Dne 4.12.2017 v 16:02 Kristoffer Grönlund napsal(a):
Tomas Jelinek <tojel...@redhat.com> writes:
* how is it shutting down the cluster when issuing "pcs cluster stop --all"?
First, it sends a request to each node to stop pacemaker. The requests
are sent in parallel which prevents resources from being moved from node
to node. Once pacemaker stops on all nodes, corosync is stopped on all
nodes in the same manner.
* any race condition possible where the cib will record only one node up before
the last one shut down?
* will the cluster start safely?
That definitely sounds racy to me. The best idea I can think of would be
to set all nodes except one in standby, and then shutdown pacemaker
everywhere...
What issues does it solve? Which node should be the one?

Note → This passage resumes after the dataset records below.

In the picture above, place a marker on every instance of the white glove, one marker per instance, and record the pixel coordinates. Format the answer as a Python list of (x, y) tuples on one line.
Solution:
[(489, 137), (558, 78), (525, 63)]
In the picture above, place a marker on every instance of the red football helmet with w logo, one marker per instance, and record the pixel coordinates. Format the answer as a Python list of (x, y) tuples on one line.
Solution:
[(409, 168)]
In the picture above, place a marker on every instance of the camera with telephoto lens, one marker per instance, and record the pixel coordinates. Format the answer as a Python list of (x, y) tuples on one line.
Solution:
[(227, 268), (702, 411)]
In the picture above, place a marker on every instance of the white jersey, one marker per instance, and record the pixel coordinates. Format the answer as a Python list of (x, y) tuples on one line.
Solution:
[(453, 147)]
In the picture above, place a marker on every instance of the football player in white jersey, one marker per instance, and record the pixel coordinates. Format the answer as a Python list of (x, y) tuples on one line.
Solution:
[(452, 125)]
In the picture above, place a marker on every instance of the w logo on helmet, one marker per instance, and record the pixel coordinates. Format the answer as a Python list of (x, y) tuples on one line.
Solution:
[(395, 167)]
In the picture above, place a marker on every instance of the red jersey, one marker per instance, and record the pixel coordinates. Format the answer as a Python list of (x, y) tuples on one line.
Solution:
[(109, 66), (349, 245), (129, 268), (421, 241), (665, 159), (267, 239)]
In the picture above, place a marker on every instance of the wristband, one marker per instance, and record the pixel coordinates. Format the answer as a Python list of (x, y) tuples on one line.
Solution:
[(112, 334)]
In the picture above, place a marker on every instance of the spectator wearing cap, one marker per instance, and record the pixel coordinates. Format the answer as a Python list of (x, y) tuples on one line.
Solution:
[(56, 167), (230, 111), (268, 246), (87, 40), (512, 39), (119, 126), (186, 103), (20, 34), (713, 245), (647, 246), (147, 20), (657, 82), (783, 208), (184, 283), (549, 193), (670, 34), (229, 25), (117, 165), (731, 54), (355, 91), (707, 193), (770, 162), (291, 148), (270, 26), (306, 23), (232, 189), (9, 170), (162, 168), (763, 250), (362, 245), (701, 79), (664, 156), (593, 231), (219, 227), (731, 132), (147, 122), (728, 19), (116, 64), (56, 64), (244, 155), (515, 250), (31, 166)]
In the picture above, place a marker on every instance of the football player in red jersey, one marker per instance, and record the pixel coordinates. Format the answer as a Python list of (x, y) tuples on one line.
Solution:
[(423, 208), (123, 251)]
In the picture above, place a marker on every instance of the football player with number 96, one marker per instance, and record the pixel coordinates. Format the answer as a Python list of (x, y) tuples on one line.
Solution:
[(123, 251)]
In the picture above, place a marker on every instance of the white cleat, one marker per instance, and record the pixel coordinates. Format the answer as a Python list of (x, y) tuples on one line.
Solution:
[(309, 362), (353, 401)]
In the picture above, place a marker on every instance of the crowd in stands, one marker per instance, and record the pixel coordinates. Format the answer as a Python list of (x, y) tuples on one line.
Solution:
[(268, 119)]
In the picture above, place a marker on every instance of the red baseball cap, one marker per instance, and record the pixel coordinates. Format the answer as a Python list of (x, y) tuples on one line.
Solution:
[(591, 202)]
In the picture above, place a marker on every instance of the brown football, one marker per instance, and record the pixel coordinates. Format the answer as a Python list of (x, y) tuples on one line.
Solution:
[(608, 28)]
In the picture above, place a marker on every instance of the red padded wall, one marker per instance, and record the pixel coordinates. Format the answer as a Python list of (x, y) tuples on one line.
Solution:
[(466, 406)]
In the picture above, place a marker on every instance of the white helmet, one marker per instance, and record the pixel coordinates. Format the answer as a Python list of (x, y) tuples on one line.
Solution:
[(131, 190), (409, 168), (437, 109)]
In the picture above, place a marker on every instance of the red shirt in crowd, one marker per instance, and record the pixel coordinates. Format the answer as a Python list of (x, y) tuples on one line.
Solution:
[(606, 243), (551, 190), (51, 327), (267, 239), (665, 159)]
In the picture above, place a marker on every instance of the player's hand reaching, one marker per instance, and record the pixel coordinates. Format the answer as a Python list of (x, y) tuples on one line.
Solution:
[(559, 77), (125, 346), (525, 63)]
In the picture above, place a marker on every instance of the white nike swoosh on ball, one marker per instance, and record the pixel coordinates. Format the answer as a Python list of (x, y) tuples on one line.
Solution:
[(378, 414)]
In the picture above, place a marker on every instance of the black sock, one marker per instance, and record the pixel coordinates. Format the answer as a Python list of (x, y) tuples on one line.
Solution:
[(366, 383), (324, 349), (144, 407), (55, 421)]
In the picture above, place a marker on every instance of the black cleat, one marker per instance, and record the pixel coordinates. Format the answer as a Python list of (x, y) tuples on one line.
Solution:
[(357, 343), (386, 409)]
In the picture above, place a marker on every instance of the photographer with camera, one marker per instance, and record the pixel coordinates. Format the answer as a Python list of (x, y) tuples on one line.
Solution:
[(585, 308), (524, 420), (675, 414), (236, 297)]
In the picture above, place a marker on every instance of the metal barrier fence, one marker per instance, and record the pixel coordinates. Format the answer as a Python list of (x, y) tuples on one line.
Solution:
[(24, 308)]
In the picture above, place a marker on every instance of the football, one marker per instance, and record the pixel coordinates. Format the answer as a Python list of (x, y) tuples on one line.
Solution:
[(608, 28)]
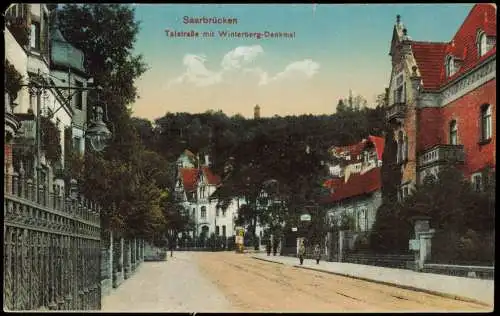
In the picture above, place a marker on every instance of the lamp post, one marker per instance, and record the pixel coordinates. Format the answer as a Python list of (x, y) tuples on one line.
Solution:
[(96, 130)]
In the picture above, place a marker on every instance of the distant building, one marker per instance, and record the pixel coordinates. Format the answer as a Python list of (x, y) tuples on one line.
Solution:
[(36, 49), (442, 100)]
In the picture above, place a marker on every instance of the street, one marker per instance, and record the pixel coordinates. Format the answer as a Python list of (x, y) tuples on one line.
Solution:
[(225, 281)]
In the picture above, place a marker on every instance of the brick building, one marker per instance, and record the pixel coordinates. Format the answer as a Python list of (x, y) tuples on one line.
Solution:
[(442, 100)]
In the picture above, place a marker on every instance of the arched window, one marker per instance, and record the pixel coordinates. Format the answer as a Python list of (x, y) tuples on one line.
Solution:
[(450, 69), (405, 148), (453, 133), (486, 122), (482, 43)]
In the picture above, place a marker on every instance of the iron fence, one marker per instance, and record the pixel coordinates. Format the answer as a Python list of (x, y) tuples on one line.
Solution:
[(51, 249)]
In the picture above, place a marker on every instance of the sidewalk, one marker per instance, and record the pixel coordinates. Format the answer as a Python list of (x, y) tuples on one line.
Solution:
[(467, 289)]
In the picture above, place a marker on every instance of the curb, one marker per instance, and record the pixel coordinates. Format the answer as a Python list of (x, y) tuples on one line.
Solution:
[(405, 287)]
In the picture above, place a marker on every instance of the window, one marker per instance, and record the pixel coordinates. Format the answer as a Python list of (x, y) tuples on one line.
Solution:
[(453, 133), (79, 95), (35, 35), (364, 219), (482, 44), (477, 182), (485, 122), (404, 192)]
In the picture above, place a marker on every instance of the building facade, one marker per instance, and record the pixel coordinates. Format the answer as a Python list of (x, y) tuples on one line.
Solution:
[(355, 184), (442, 100), (194, 187), (43, 58)]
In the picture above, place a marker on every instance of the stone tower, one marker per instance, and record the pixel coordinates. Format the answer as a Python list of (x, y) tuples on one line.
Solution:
[(256, 112)]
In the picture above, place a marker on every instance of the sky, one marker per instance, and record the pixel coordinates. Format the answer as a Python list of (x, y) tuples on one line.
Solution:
[(335, 48)]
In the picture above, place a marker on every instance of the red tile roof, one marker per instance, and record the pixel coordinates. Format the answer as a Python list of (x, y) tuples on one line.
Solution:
[(430, 61), (189, 177), (358, 184), (430, 57), (431, 121), (210, 177)]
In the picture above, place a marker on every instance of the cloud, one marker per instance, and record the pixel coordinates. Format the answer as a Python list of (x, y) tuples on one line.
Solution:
[(238, 60)]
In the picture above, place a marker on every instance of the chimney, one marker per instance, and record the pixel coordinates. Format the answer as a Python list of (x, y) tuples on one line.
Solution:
[(256, 112)]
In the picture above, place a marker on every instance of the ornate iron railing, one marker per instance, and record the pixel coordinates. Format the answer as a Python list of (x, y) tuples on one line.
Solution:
[(51, 249)]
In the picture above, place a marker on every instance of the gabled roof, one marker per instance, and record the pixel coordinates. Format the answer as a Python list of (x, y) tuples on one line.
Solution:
[(357, 185), (430, 57)]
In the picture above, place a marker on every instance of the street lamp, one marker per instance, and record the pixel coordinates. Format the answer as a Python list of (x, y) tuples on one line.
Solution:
[(97, 132)]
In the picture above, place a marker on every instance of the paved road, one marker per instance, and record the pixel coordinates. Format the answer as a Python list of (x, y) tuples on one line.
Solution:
[(235, 282)]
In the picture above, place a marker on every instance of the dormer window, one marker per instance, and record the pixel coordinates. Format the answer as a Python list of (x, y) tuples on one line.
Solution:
[(450, 67), (482, 43)]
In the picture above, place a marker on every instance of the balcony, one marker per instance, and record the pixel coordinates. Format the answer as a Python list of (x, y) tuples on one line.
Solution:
[(396, 111), (442, 154)]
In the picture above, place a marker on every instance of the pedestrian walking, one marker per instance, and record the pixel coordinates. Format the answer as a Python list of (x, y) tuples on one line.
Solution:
[(302, 252), (317, 253), (171, 249)]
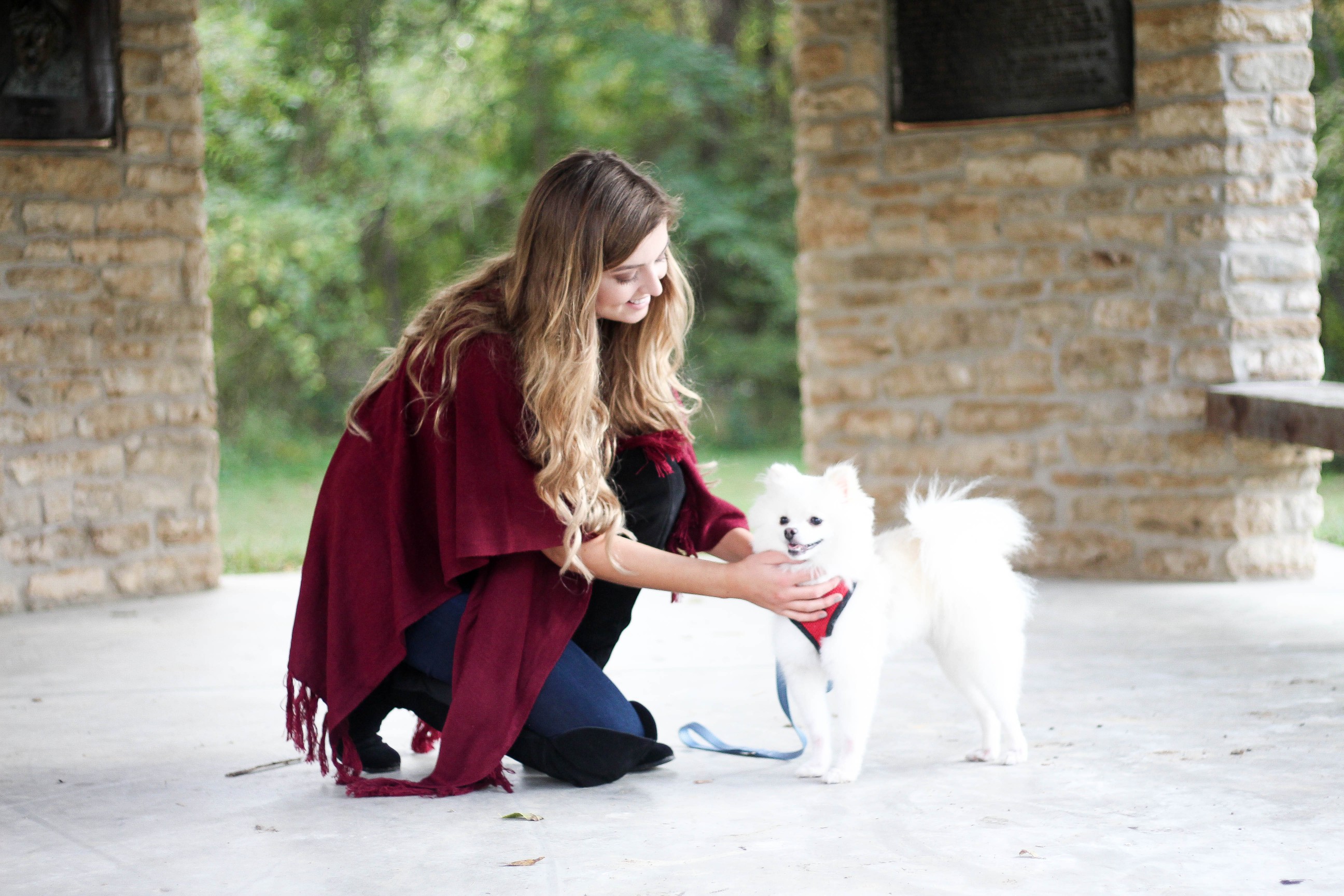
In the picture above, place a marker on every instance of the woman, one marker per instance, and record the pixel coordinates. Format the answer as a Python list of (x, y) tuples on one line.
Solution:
[(468, 510)]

How do you get the nodes out of standby mode on startup? Sure, 'pcs
cluster start --all' could do that. If it is used to start the cluster
that is. What if you start the cluster by restarting the nodes? Or by
starting corosync and pacemaker via systemd without using pcs? Or by any
other method?
There is no reliable way to get nodes out of standby/maintenance mode on
start, so we must stick to simple pacemaker shutdown.
Moreover, even if pcs is used, how do we know a node was put into
standby because the whole cluster was stopped and not because a user set
it to standby manually for whatever reason?